Firm will use its COSS platform to identify treatments based on specific patient pathophysiologies.
Drug repositioning specialist Biovista’s European affiliate has been awarded a $0.5 million grant to fund its participation in the European Commission’s €13.3 million (roughly $19.7 million), four-year p-medicine project focused on developing new tools and virtual physiological human (VPH) models to speed the development of personalized medicine. Biovista’s involvement in the 7th Framework program will hinge on use of its Clinical Outcome Search Space (COSS) platform and profiling capabilities to identify therapeutics suitable for patients based on their pathophysiological characteristics.
Biovista is exploiting its technologies to reposition existing drugs for new therapeutic applications. The firm’s programs are focused on multiple disease areas including eye disorders, diabetes/obesity, CNS disorders, and cancer. Its pipeline also includes work on 28 drugs that have recently, or will over the next year, come off patent.

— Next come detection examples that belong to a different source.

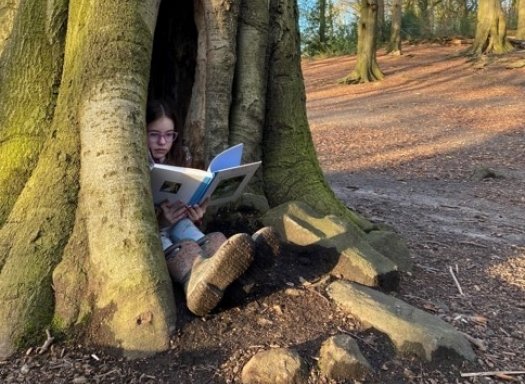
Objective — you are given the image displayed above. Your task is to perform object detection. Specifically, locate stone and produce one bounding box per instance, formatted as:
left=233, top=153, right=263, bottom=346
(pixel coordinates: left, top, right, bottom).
left=366, top=231, right=413, bottom=272
left=262, top=201, right=399, bottom=290
left=327, top=281, right=475, bottom=361
left=319, top=334, right=371, bottom=382
left=241, top=348, right=308, bottom=384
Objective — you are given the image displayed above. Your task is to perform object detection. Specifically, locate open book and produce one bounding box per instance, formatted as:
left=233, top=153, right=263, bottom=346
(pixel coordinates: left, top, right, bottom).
left=151, top=144, right=261, bottom=205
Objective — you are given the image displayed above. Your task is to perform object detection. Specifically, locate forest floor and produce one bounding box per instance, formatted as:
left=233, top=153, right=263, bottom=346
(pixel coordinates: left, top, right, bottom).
left=0, top=44, right=525, bottom=384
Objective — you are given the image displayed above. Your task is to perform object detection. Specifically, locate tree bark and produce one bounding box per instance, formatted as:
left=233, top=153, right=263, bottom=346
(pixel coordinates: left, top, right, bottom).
left=516, top=0, right=525, bottom=40
left=470, top=0, right=512, bottom=55
left=319, top=0, right=326, bottom=44
left=229, top=0, right=270, bottom=192
left=387, top=0, right=401, bottom=56
left=376, top=0, right=385, bottom=42
left=341, top=0, right=384, bottom=84
left=0, top=0, right=20, bottom=55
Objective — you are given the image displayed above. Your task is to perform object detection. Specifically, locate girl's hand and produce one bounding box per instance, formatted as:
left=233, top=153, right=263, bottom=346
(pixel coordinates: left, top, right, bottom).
left=160, top=201, right=188, bottom=225
left=188, top=199, right=209, bottom=222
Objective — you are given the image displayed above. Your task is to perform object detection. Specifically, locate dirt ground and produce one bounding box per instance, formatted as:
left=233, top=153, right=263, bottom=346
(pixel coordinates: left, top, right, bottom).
left=0, top=44, right=525, bottom=384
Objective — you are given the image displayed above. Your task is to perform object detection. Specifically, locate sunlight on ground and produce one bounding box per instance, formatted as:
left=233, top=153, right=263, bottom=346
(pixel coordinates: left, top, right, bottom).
left=487, top=254, right=525, bottom=290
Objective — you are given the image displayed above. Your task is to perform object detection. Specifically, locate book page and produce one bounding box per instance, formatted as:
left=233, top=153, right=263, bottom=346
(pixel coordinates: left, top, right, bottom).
left=208, top=143, right=244, bottom=173
left=151, top=164, right=213, bottom=205
left=202, top=161, right=261, bottom=206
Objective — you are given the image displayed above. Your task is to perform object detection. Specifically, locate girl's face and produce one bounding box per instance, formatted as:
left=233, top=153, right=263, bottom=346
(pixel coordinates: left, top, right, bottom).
left=148, top=116, right=177, bottom=163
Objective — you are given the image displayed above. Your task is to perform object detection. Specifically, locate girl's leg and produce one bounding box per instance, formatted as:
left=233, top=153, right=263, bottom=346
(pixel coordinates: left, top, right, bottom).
left=166, top=233, right=255, bottom=316
left=198, top=232, right=228, bottom=257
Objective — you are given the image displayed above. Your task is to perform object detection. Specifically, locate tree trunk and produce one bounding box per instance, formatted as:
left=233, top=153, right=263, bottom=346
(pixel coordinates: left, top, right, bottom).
left=470, top=0, right=512, bottom=55
left=341, top=0, right=384, bottom=84
left=319, top=0, right=326, bottom=44
left=387, top=0, right=401, bottom=56
left=0, top=0, right=392, bottom=358
left=0, top=0, right=20, bottom=55
left=516, top=0, right=525, bottom=40
left=376, top=0, right=385, bottom=43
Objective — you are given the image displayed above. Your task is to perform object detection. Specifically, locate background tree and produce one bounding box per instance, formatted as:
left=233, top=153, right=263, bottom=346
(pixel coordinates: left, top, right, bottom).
left=0, top=0, right=388, bottom=358
left=470, top=0, right=512, bottom=55
left=387, top=0, right=402, bottom=55
left=341, top=0, right=383, bottom=84
left=516, top=0, right=525, bottom=40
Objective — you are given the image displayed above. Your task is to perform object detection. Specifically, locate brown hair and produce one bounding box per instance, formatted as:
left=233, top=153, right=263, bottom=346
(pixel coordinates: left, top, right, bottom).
left=146, top=100, right=187, bottom=166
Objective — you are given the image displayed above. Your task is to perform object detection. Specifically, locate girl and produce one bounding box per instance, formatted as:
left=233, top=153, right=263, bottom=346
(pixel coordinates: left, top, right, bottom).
left=146, top=101, right=280, bottom=316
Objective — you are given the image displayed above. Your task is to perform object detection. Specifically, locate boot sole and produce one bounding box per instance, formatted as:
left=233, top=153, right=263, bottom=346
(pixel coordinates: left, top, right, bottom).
left=186, top=234, right=254, bottom=316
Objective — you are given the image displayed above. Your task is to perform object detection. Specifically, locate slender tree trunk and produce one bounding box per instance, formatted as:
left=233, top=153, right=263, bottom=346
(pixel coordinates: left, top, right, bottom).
left=377, top=0, right=385, bottom=43
left=319, top=0, right=326, bottom=44
left=341, top=0, right=384, bottom=84
left=387, top=0, right=401, bottom=56
left=470, top=0, right=512, bottom=55
left=516, top=0, right=525, bottom=40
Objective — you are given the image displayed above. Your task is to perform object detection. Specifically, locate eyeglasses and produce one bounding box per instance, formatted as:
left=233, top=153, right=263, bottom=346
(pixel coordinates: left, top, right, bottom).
left=148, top=131, right=179, bottom=143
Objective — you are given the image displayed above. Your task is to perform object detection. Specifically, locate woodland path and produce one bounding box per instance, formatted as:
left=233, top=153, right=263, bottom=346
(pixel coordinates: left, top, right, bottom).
left=304, top=44, right=525, bottom=382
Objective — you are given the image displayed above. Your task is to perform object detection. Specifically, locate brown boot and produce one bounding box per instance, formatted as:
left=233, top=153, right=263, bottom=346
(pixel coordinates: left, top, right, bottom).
left=184, top=233, right=255, bottom=316
left=164, top=240, right=204, bottom=285
left=228, top=227, right=281, bottom=303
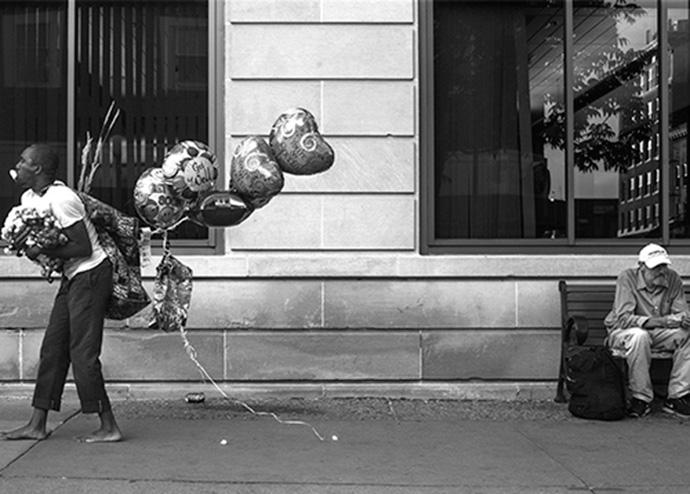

Award of the European Commission Grant follows just a month after Biovista established a research collaboration agreement with Novartis focused on using the COSS platform to identify new indications for a number of Novartis compounds.
Biovista also offers pharma services that combine predictive modelling capabilities for adverse event profiling and drug repositioning. The firm claims its technologies can be applied to a range of areas including: benefit/risk assessment and evaluation, establishing risk evaluation and mitigation strategies, pinpointing the causes of adverse events leading to clinical hold or drug development withdrawal, and identifying potentially new indications for off-patent of failed drugs.
The p-medicine project aims to exploit data emerging from postgenomic research combined with genetic and clinical trials, and informatics initiatives to drive the development of individualized therapeutics. A major focus will be on formulating an open, modular framework of tools and services for running VPH simulations for clinical decision support, and building a p-medicine workbench as a central access point for tools, models, services workflows, and data resources.
The initiative will facilitiate the secure sharing and handling of large personalized datasets, as well as develop VPH multiscale simulations that build on standards-compliant tools and models for VPH research, and build tools for large-scale, privacy-preserving data and literature mining.